Alsodes hugoi is a species of frogs in the family Alsodidae. It is endemic to Chile and only known from its type locality, Río Lircay, in Alto de Vilches, Talca Province, on the western slopes of the Andes. The specific name hugoi honors Professor Hugo Campos Cereceda, for his "remarkable contributions to the development of the natural sciences in Chile".

==Description==
The type series consists of two adult males and two adult females. The males measure 68 and 69 mm and females 66 and 71 mm in snout–vent length. A juvenile specimen measured 30 mm SVL. tympanum is absent. The body is robust with well-developed arms and legs. The fingers have rounded tips and no webbing. The toes are long, thick, and with rounded tips. There is no webbing but some membrane between the toes IV and V. The dorsal coloration is light brown with golden tints. The legs and arms have black bars on their dorsal surfaces. There is a black triangular mark between the eyes and pointing backward. The venter is whitish.

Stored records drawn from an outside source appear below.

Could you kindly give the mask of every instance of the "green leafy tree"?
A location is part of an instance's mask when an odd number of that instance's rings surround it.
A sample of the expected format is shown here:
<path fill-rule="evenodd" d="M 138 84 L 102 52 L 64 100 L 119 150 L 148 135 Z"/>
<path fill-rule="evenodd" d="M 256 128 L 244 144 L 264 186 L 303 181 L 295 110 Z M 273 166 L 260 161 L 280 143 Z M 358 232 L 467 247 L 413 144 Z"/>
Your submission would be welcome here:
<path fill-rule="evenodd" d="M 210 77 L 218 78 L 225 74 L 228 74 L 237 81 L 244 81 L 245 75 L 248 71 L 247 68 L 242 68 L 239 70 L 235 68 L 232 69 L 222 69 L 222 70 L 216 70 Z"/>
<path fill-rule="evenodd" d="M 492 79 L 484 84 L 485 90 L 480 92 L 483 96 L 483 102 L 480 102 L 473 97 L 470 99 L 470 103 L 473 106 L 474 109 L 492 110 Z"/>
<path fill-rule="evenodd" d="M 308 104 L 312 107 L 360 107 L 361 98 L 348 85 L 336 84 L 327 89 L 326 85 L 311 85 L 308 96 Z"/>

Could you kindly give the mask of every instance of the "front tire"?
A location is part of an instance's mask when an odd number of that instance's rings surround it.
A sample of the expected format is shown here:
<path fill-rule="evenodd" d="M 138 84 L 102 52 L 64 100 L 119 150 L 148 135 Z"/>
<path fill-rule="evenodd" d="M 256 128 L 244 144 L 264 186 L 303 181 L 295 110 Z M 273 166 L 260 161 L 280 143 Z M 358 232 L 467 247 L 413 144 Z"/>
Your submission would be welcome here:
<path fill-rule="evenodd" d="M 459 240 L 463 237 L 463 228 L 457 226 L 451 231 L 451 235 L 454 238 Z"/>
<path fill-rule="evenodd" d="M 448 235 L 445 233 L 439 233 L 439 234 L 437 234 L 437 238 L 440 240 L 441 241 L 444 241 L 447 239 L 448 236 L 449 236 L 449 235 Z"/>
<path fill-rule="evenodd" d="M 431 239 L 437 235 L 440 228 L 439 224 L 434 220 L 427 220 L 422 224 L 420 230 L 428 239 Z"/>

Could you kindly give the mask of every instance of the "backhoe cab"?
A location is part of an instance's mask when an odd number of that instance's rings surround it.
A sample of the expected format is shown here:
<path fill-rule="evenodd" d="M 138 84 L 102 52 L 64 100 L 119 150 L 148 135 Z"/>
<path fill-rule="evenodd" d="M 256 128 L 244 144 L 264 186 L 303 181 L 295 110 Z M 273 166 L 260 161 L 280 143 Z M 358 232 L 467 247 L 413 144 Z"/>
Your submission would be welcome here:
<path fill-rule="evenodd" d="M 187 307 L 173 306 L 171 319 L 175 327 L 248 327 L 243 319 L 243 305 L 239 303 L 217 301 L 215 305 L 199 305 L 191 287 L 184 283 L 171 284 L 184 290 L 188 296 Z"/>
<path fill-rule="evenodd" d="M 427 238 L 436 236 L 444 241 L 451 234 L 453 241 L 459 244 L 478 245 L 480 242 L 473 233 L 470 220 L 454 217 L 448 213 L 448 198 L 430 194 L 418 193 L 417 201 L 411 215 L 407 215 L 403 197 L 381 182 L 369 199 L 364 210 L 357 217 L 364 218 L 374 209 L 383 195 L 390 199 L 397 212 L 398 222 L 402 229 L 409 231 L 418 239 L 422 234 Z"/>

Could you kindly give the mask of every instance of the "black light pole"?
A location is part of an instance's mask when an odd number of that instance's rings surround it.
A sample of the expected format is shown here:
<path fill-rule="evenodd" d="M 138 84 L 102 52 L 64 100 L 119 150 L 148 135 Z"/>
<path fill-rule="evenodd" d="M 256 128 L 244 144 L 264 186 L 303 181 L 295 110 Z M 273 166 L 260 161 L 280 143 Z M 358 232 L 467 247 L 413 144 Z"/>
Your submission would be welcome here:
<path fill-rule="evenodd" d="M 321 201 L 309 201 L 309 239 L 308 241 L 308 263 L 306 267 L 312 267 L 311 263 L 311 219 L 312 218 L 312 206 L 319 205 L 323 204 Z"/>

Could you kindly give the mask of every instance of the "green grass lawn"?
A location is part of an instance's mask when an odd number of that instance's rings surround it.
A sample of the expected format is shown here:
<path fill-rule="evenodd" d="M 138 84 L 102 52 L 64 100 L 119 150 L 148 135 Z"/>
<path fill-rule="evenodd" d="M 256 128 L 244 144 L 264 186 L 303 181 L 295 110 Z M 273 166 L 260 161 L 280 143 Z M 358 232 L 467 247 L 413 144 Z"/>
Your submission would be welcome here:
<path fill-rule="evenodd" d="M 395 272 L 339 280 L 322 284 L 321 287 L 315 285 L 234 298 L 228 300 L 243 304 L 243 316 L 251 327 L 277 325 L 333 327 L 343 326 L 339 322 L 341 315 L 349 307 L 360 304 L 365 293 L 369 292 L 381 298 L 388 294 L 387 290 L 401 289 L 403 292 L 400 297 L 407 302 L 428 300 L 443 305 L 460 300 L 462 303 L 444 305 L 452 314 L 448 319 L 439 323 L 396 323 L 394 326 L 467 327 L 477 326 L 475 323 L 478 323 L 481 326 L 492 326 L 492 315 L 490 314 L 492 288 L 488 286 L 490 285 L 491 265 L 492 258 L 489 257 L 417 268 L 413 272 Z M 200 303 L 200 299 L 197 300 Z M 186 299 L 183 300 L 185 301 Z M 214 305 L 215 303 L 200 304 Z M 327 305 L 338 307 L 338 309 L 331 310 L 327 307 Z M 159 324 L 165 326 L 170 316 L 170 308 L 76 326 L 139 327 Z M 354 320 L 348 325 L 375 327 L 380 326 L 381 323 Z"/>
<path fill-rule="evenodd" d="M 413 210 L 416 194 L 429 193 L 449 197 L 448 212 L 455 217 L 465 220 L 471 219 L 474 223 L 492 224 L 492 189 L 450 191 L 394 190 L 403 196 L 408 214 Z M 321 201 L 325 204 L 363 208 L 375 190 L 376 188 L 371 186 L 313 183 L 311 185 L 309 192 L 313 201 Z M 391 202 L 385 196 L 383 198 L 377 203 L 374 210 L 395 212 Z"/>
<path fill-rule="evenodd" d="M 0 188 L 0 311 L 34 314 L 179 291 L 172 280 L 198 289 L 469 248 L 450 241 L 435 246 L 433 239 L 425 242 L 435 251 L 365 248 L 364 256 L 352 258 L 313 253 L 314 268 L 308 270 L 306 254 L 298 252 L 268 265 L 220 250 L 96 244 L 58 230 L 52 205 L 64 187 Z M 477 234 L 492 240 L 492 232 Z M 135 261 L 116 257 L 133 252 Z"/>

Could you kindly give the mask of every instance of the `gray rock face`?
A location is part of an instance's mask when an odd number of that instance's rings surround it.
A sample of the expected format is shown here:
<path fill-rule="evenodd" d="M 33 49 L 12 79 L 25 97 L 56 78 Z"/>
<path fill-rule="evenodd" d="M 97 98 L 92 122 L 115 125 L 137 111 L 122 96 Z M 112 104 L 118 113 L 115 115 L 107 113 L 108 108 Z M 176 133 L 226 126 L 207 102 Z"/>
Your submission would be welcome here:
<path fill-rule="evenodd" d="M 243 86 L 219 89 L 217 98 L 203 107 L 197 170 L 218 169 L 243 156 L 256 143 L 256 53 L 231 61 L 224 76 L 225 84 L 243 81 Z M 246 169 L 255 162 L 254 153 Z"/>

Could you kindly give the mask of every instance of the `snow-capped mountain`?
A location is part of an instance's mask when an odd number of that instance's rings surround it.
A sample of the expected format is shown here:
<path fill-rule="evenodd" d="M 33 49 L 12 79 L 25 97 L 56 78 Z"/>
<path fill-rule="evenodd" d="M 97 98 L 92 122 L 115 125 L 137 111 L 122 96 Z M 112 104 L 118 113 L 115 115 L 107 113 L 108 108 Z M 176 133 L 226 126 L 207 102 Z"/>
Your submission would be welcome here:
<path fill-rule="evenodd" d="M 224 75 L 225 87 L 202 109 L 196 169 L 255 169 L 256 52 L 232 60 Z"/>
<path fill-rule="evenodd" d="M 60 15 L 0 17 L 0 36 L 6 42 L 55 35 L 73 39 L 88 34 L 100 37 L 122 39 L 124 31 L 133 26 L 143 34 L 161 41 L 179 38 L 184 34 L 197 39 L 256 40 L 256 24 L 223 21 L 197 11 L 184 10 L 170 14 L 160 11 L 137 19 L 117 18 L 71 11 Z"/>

Late-stage tadpoles (Gosner stage 40) measure 26–27 mm in body length and 61–62 mm in total length.

==Habitat and conservation==
Natural habitat of Alsodes hugoi is temperate Nothofagus forest at elevations of 900–1200 m above sea level. They live in water in streams or very close to streams under rocks. The species shares this habitat with Telmatobufo venustus.

The species is threatened by tourists who disturb its habitat and by habitat loss through forest fires. However, the species is protected by Altos de Lircay National Reserve.